Pipeline treatments for presbyopia, myopia, and demodex are expanding rapidly
The pharmacologic options in the pipeline for treating presbyopia, myopia, and demodex are expanding rapidly. Milton M. Hom, OD, shared information about the latest advances in these arenas. He is in private practice in Azusa, CA.
Improving near vision may be the final frontier for vision specialists and the number of patients affected each year is growing by leaps and bounds, with almost 2 billion affected globally. Patients have a number of treatment options currently that include spectacle and contact lens correction and surgical and laser approaches.
The movement now is toward the use of pharmacologics to achieve near vision.
Vuity (Allergan) has recently been approved. Vuity, as well as other drugs in the pipeline, rely on miosis. Smaller pupil increases depth of field and allows presbyopes to see at near.
Some pearls regarding use of this drug are that patients should wear distance correction for the best results; the effect takes place over time, with the initial effect at 15 minutes, a better effect at 1 hour after instillation, and the best effect at 2 weeks. Side effects may include transient headache or ocular redness. The drop can be used with contact lenses.
Another drug with a different mode of action is UNR844 (Novartis), a lipoic acid choline ester, that is a potential first-in-class treatment for presbyopia via lens modulation. The data gathered from the formulation’s use in humans and mice indicate that twice daily administration increases lens elasticity, a key factor in presbyopia.1
Myopia is a global epidemic and about 1 billion individuals are at the high end of the myopia spectrum. This is especially concerning with children and the use of electronic devices. Increased outdoor activity may delay myopia onset.
A commonly used treatment that has been receiving attention is instillation of atropine, a nonselective muscarinic that has stopped axial elongation; the mechanism of this activity is unknown.
A number of clinical trials testing different drugs and concentrations have been conducted.
The drugs include NVK002 (Nevakar, Vyluma Inc.), MicroPine (atropine ophthalmic solution, Eyenovia) in concentrations of 0.1% and 0.01%, and SYD-101 (Sydnexis) in concentrations of 0.01% and 0.03%).
While atropine is most effective at high doses, resultant photophobia reported in 100% of patients results in patient dropout rates of 16% to 58%2 and in very low concentrations the drug can be unstable.
Early studies found that atropine reduces axial length progression by 80% and compared with controls, the mean myopia progression was significantly lower with atropine use.3
Evidence supports the use of atropine in conjunction with multifocal contact lenses, orthokeratology, and spectacles.4
Demodex and blepharitis
This is a very common parasite in humans, with 100% of patients 70 years and over having this parasite on their bodies. One area of controversy the nature of relationship between Demodex and humans. Are mites parasitic, commensal or mutualistic? Mites can live harmlessly in the skin or become a pathogenic agent, depending on how high the population is.
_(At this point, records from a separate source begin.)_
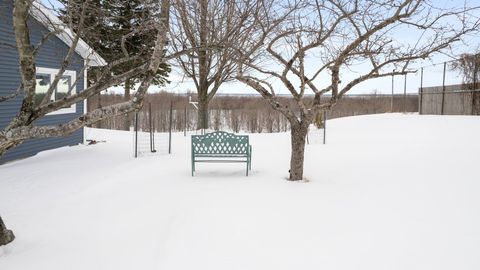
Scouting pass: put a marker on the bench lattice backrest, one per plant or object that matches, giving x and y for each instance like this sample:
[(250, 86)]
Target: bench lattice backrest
[(220, 143)]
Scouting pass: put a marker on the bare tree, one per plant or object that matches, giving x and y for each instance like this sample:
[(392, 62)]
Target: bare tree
[(6, 236), (203, 24), (23, 127), (313, 50), (469, 66)]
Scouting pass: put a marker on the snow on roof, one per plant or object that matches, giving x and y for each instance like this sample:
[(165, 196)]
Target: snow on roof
[(46, 17)]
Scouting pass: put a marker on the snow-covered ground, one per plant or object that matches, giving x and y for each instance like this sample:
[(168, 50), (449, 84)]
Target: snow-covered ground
[(387, 192)]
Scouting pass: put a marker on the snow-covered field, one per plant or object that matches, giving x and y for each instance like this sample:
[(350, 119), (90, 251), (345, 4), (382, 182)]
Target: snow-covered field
[(387, 192)]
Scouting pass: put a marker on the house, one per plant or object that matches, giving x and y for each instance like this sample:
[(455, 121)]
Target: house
[(48, 60)]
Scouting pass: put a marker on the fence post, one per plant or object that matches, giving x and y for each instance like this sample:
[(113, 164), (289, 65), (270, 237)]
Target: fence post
[(475, 71), (421, 93), (136, 134), (391, 99), (324, 126), (405, 94), (185, 124), (443, 87), (150, 124), (170, 129)]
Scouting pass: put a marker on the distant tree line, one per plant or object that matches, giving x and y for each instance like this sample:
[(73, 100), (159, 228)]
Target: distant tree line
[(240, 113)]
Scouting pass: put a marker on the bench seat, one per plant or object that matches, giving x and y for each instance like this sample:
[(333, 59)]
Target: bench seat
[(221, 147)]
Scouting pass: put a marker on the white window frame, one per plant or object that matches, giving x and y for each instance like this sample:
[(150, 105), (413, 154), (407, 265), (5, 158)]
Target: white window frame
[(73, 76)]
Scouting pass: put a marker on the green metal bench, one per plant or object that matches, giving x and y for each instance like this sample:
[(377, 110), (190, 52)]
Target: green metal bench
[(221, 146)]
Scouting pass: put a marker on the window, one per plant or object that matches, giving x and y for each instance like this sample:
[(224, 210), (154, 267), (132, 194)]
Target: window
[(44, 78)]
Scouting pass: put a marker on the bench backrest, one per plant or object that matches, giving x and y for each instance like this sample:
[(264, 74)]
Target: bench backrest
[(220, 142)]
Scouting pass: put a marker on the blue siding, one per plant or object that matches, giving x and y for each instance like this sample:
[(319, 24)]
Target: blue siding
[(50, 56)]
A number of treatments are available to treat mites. These include Lotilaner ophthalmic solution, 0.25% (Tarsus Pharmaceuticals) applied twice daily; spinosad (APT-001, Aperta Biosciences), an unguent for blepharitis; ivermectin, a topical possibly weekly application, for Demodex.
Selenium sulfide (Azura Ophthalmics) has a positive effect on meibomian gland obstruction and was reported to improve the glands by more than 30% in contact lens wearers following treatment for 6 weeks.5 It is an unguent applied twice weekly for blepharitis, meibomian gland dysfunction and contact lens dryness.
This article was adapted from Dr. Hom’s presentation at the Southern Congress of Optometry International. Dr. Hom is a consultant to numerous drug manufacturers.